We know that the binary search is the fastest approach to find an item in the group of items. Do you believe that we can develop more efficient algorithm than binary search?
The original question is not formulated very precisely. I think it is important to know (i) whether the group of items satisfies certain properties and (ii) whether you want to look up an item once or a huge number of times. Let's consider a number of cases.
(1) You need to look up items in your group of items very often. In that case, it may be worth the cost of building an index. E.g. if you have a hash table you can find back any item in unit time
(2) You don't need to look up items very often, building an index as preprocessing is too expensive.
(2a) your items are numbered. Then, you can put them in a vector/array and look them up by number in unit time.
(2b) your items are sorted (according to some complete order). Then, you can perform binary search in time logarithmic in the size of your set of items.
(2c) there is no order or structure in your group of items. Then, you have no other option them searching linearly through all items (since any of them could be the one you are looking for)
For case (2b), H.E. Lehtihet wonders about the case where the items are stored in an ordered search tree (e.g. a binary tree where the items in a left branch below a node are all smaller than the items in the right branch). This is indeed an option, especially if you want to add/remove items and still have them sorted. There are specific datastructures to keep such trees balanced, e.g. http://en.wikipedia.org/wiki/Self-balancing_binary_search_tree
If 'we know that the binary search is the fastest approach to find an item in the group of items', how we then can believe that 'we can develop more efficient algorithm than binary search' ?????????????
I consider it intuitively evident that for random sequences of data, binary search can not be improved. It is however an interesting question how the human brain can form such internally convincing judgements on such logically complicated matters.
Of course most interesting: Is there a proof or a disproof of this 'evident' conjecture. Being not an expert on order algorithms I don't know, but would be interested to learn.
I agree with Vitaly. Not only BS applies to an ordered set of items but also this ordering is crucial. Indeed, BS is a general-purpose algorithm that does not require that the items have any specific additional properties other than precisely their order.
Concerning the problem of improving BS, it seems to me that the real issue is not so much the efficiency of the algorithm per se, but rather the flexibility of the structure (tree) in which the items are being placed. For example, a poorly-balanced tree may induce a significant downgrade of the performance of BS. Therefore, my guess is that the most interesting improvements rather concern how to re-balance dynamically the tree whenever an item is either added or suppressed from the list. A well-known example of such flexible structures are the so-called AVL trees.

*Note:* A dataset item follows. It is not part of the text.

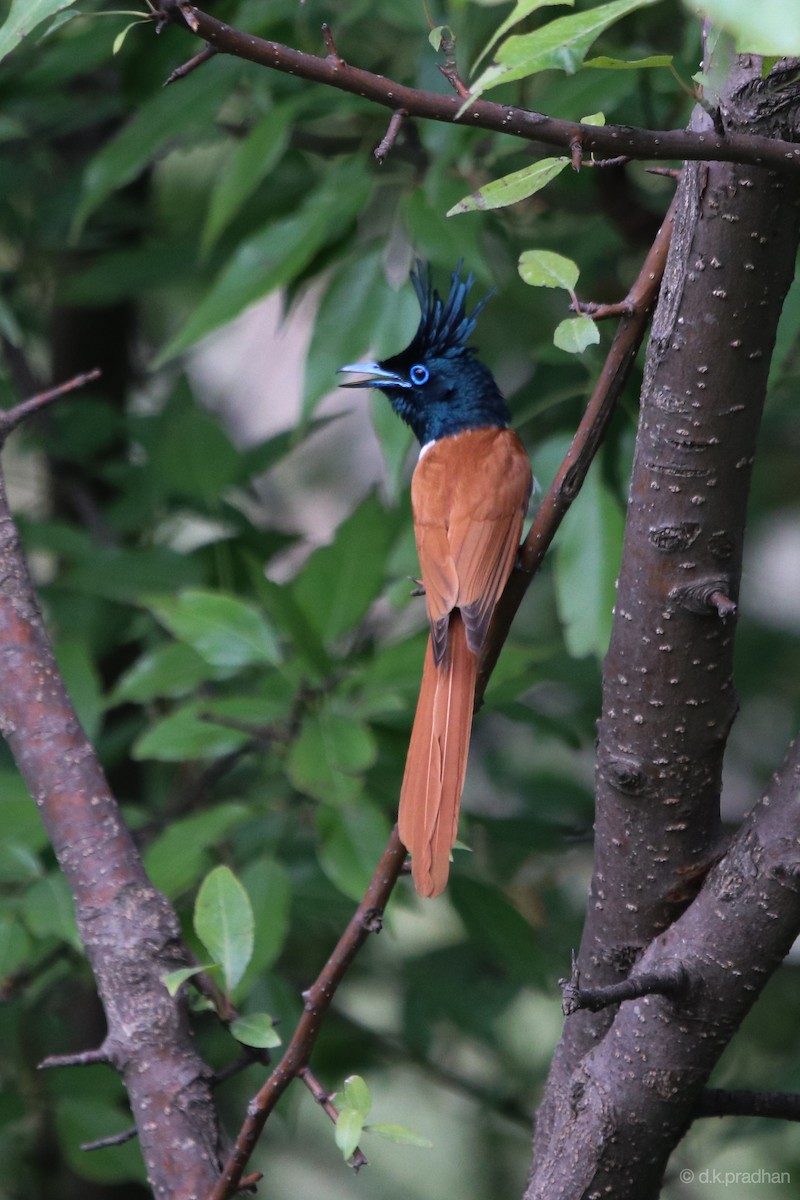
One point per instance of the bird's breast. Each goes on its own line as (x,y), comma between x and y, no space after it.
(479,473)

The original question is not formulated very precisely. I think it is important to know (i) whether the group of items satisfies certain properties and (ii) whether you want to look up an item once or a huge number of times. Let's consider a number of cases.
(1) You need to look up items in your group of items very often. In that case, it may be worth the cost of building an index. E.g. if you have a hash table you can find back any item in unit time
(2) You don't need to look up items very often, building an index as preprocessing is too expensive.
(2a) your items are numbered. Then, you can put them in a vector/array and look them up by number in unit time.
(2b) your items are sorted (according to some complete order). Then, you can perform binary search in time logarithmic in the size of your set of items.
(2c) there is no order or structure in your group of items. Then, you have no other option them searching linearly through all items (since any of them could be the one you are looking for)
For case (2b), H.E. Lehtihet wonders about the case where the items are stored in an ordered search tree (e.g. a binary tree where the items in a left branch below a node are all smaller than the items in the right branch). This is indeed an option, especially if you want to add/remove items and still have them sorted. There are specific datastructures to keep such trees balanced, e.g. http://en.wikipedia.org/wiki/Self-balancing_binary_search_tree
For quantum computers there is also Grover's algorithm, which can be used to search through an unsorted collection of N items in O(sqrt(N)) steps, rather than O(N) steps. This algorithm is one of the major reasons why quantum computing is considered "interesting".
As I understand, quantum computing algorithms are typically probabalistic - often requiring additional steps to arrive at a definitive solution. Also, potential benefits may be severely limited for databases that require access to external storage devices, as the peripheral database might have to be accessed to reinitialize a quantum device for each new comparison...
Considerations not yet mentioned include data volatility and storage space requirements, which can also affect search times...
Conversely, an infrequent sequential search of a few items stored in memory or in buffers may yield satisfactory results, possibly requiring fewer processing cycles for resolution than even a binary search, especially if items can be ordered such that most search values will be found in the first entries...
Binary search is a basic, introductory and simplest search. But this search is not efficient. If I talk on root to explain my point so I can say a simple IF construct is used in binary search. But using the nested IF or CASE SELECT can improve the efficiency of a search program.
Binary search works efficiently on ordered list. If you are looking for other options, Donald Knuth wrote an entire volume dedicated to Searching and Sorting (volume 3) http://www.amazon.com/Art-Computer-Programming-Volume-Searching/dp/0201896850
If we are taking on the assumptions of binary search, then no, we cannot if we are using the RAM model. There is a lower bound on searching with these premises, and it is met by binary search. It is also the same reason why binary search is commonly employed in linear programming techniques. Asymptotically it cannot be beaten with inputs of a sorted array. It is one of the classic examples of an algorithm meeting a lower bound. This one in particular is for a class of search problems.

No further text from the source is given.